During 2018, the world was waiting for oil at $100. However, the oil market ended the year at lows of 2017. Will 2019 bring the momentum to oil prices? Let’s figure it out.
The fall of oil prices was caused by several factors. Actions of Mr. Trump who was the one who didn’t want oil to rise, an increased oil supply caused by a limited effect of US sanctions on Iran and growing oil production from OPEC+ members, global economic slowdown, and risk-off sentiment turned the market upside down.
The key drivers of the oil movement are anticipated to be the same. But will they have a different effect?
A plunge of oil prices made OPEC+ members agree on cutting the oil production by 1.2 million barrels a day since January 2019. We all remember that such policy of the OPEC+ was highly effective previously. But will it be enough for investors to return the upward sentiment? Even if the market doesn’t recover after OPEC+ measures come into force, the members may create additional measures. The next meeting is scheduled for April. However, if the situation worsens, members may meet earlier. As a result, we can anticipate that prices will be supported.
Should we wait for oil at $100? Hardly. Firstly, there are many negative factors that may pull the prices down. Secondly, we remember that Russia claimed that it’s not interested in oil at $100, the range of $60-80 is enough for the country. As Russia is one of the biggest oil producers, this factor creates more worries.
Do you remember how the oil market was supported by rumors about the US sanctions on Iran? But what did we get? Mr. Trump, as usual, shocked the world. Imposing tariffs on Iran, he let eight countries keep importing oil from Iran temporary. As a result, oil prices moved down. This “temporary” is supposed to end in May 2019. But no one knows either this “grant” will be extended or Mr. Trump will tighten its sanctions. If the US removes the grant, oil prices will be supported as the Iranian export will suffer a lot. Otherwise, prices may extend their plunge dramatically. Mr. Trump is interested in cheap oil, so, we can anticipate that he will use its prices in his games.
The US production is one more crucial factor that affected the supply issue in 2018. It was hardly expected but in September 2018, the US became the largest oil producer in the world outperforming Russia and Saudi Arabia. Moreover, it seems like the States are not going to slow their pace. In the case of the further rise of the US supply, prices will stay under big pressure.
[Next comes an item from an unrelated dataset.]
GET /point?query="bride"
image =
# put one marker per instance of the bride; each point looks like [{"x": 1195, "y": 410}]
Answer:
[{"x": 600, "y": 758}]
Analysts predict economic growth to remain strong in early 2019 and slow heading into 2020. If this forecast becomes real, oil prices will significantly decline to the end of 2019.
Moreover, it’s worth saying about trade wars. Despite China and the US had been trying to come to an agreement on trade tensions, all attempts appeared to be unsuccessful so far. Trade disputes affect markets negatively in several ways. First of all, an economic slowdown in China would have a dramatic impact on the oil market because Asia is the engine of oil consumption. Secondly, trade wars are a reason of the global economic slowdown and as a result, a risk-off sentiment. As a result, an escalation of tensions will pull oil prices lower and lower.
Let’s take a look at the forecasts of the leading financial institutions.
As we can see from the chart, the oil prices are supposed to stick in the range of $60-70 per barrel. Not bad levels, but at the same time, hope for oil at 2018 highs vanishes.
Making a conclusion, we can say that the US policy regarding the oil market will be one of the major drivers of the prices in 2019. Mr. Trump doesn’t want oil to rise, that’s why he will take different actions to prevent prices from rising. Moreover, the strong economic slowdown will be an additional factor pulling prices down. Even if the OPEC+ members introduce new measures to support oil at relevant levels, it may be not enough to pull oil to levels above $80.